As you celebrated the Fourth of July, you may have noticed your dog panicking over the fireworks booms or running scared at the loud summer storms rolling through. This is a common phenomenon for many dogs, but for some, it’s a bit deeper.

Noise phobia is the excessive fear of a sound that causes a dog to react negatively or seek escape from the source of the sound.

What are common sources of noise phobia?
The most common causes of noise-phobic reactions in dogs are fireworks, fire alarms, and thunder. However, noise phobia can develop over any sound – even the most mundane or minute. This can include beeping, buzzing, crying infants, gasping, and much more.

After you notice a pattern or common trait in the noises your dog reacts to, you can take steps to help mitigate the situation.

How can I tell my dog is noise-phobic?
Dogs with noise phobias are easy to spot due to their erratic or strange behavior when the noise is emitted. This includes:

·       Barking at the noise

·       Excessive panting and heavy breathing

·       Pacing or running around the home

·       Hiding or seeking a source of shelter

·       Trembling

·       Drooling

·       Seeking out comfort in humans

Ways to help treat noise phobia
Treating noise phobia can be tricky, as it heavily depends on your dog. With each case being unique, you will likely need to try several approaches before finding one that works for you and your dog.

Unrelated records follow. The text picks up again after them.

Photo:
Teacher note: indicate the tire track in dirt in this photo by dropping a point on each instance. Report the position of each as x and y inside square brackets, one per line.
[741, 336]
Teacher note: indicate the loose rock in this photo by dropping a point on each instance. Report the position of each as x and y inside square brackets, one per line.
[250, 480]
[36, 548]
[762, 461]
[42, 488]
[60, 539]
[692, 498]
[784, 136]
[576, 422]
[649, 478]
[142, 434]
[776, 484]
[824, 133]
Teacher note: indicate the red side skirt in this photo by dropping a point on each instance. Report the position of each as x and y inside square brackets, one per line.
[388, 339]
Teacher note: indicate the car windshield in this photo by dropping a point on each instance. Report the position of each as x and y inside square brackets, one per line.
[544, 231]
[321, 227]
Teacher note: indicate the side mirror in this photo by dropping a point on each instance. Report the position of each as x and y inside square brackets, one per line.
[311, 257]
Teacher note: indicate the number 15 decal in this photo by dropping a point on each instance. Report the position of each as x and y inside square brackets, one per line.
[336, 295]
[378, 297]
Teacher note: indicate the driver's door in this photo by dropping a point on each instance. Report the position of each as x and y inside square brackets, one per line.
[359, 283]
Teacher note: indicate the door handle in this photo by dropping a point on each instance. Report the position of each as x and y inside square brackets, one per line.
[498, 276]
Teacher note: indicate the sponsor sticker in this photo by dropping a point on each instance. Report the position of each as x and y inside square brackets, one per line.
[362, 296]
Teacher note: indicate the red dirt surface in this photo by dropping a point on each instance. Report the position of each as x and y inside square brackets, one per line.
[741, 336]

·       Desensitization: Sometimes the best way to get over a phobia is by going through it. Playing the sound that causes your dog to react can help desensitize her to it, lessening her fear and reactions. If you choose this method, be sure you are prepared to offer your dog comfort and a safe space that still allows her to hear the noise. This method will require a lot of repetition but is shown to work on many dogs.

·       Medication: A consultation with your vet can open up the medicinal treatment route. Depending on your dog’s needs, your vet may prescribe anti-anxiety or calming medication to help reduce the impact of the noise and subsequent reactions.

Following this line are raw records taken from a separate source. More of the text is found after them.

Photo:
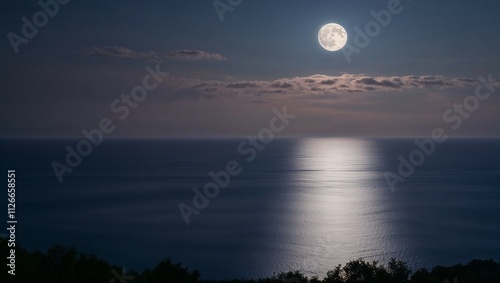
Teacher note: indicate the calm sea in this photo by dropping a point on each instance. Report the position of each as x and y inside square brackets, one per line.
[301, 204]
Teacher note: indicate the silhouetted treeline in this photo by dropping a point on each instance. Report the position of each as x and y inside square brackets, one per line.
[66, 265]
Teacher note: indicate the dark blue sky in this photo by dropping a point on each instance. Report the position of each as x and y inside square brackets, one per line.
[225, 77]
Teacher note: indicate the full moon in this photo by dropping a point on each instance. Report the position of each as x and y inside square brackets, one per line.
[332, 37]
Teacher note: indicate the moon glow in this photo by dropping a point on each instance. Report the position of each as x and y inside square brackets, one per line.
[332, 37]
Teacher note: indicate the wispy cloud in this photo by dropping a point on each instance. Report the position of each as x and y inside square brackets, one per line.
[126, 53]
[195, 55]
[315, 85]
[121, 52]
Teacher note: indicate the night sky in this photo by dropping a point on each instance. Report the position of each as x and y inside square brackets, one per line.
[225, 77]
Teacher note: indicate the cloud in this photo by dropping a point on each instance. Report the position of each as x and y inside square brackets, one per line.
[195, 55]
[126, 53]
[317, 85]
[121, 52]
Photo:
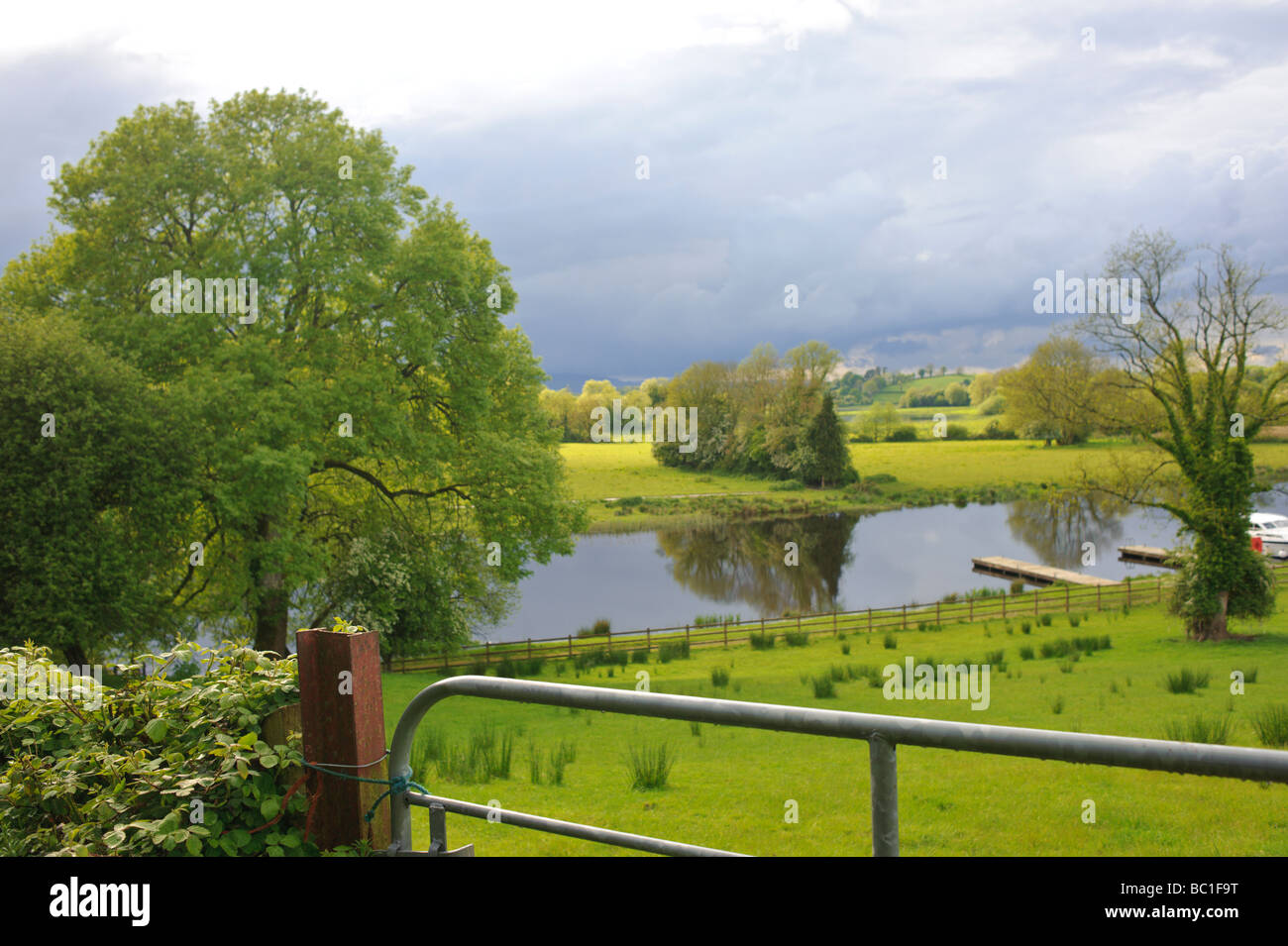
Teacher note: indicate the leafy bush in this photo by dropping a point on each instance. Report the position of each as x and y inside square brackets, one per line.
[117, 774]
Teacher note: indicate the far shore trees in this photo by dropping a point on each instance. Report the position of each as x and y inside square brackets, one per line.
[760, 416]
[1051, 396]
[1183, 383]
[99, 484]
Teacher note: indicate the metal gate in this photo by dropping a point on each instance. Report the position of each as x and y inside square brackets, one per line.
[881, 732]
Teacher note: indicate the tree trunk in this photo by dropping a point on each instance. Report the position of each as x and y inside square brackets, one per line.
[270, 609]
[1214, 627]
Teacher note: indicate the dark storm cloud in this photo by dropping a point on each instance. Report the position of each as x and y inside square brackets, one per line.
[814, 167]
[53, 104]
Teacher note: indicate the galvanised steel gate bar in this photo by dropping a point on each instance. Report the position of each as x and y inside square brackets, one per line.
[881, 732]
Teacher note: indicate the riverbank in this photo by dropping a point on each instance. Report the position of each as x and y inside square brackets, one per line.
[734, 788]
[625, 489]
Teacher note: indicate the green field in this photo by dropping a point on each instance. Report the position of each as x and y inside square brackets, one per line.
[729, 786]
[925, 472]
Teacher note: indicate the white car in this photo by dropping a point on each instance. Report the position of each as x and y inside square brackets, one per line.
[1273, 530]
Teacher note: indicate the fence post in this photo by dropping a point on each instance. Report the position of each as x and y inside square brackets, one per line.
[343, 725]
[885, 798]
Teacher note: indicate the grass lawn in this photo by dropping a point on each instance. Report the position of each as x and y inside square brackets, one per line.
[729, 787]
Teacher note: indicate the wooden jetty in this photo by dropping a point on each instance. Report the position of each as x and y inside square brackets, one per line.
[1033, 575]
[1145, 555]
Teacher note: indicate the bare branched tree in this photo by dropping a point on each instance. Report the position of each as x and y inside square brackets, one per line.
[1183, 382]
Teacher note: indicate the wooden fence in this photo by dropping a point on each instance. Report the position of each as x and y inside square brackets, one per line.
[1018, 606]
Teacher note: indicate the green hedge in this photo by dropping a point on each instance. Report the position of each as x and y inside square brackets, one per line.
[117, 771]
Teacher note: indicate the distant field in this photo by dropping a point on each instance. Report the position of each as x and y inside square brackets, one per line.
[596, 472]
[729, 786]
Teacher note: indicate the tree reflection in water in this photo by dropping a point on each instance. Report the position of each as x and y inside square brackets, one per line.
[1056, 527]
[745, 562]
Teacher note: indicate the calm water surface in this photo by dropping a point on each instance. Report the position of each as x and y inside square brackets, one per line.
[846, 562]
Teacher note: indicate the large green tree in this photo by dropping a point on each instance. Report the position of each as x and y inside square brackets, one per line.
[98, 485]
[1052, 395]
[827, 459]
[1183, 382]
[375, 400]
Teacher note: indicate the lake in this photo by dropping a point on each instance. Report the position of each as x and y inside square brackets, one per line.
[845, 562]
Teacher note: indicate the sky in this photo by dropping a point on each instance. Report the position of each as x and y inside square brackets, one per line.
[656, 175]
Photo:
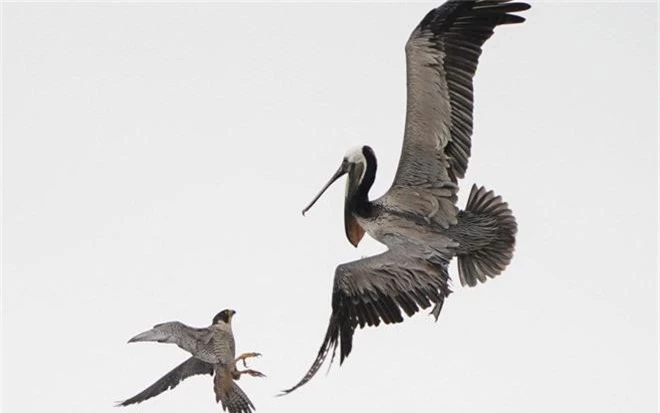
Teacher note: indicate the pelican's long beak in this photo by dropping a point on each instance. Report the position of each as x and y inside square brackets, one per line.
[343, 169]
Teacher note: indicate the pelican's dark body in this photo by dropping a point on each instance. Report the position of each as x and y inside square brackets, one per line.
[417, 218]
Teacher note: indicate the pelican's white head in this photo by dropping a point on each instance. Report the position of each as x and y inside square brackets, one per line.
[360, 165]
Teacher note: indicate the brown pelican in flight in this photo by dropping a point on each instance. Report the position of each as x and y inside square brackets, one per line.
[417, 218]
[213, 352]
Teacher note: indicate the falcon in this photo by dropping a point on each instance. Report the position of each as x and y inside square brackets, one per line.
[213, 352]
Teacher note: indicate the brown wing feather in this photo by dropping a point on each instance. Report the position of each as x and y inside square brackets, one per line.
[441, 56]
[374, 290]
[188, 368]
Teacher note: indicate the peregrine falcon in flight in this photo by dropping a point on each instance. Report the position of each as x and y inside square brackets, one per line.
[213, 352]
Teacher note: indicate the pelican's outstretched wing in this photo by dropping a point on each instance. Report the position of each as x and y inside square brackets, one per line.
[441, 59]
[376, 289]
[188, 368]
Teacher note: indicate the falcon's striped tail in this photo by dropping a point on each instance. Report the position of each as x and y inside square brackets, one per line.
[230, 395]
[493, 237]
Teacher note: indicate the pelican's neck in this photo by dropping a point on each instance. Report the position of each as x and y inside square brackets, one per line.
[359, 203]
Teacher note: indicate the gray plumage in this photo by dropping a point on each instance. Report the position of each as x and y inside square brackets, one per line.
[213, 351]
[417, 219]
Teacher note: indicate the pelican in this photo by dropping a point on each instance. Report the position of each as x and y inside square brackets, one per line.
[417, 219]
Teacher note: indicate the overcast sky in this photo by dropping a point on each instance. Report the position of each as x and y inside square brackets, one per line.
[156, 158]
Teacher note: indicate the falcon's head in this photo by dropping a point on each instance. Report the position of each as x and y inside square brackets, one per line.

·       Control the environment: If possible, your best option may be to avoid the noise trigger whenever possible. This could mean playing white noise during fireworks or storms, or potentially leaving the house altogether during big nights of celebration.

If you’re unsure which method is best for you and your dog, always consult your veterinarian. They will be able to give your dog an exam to rule out any physical reasons for the change in behavior. After that, they can guide you on the next best option that feels right for you and your dog.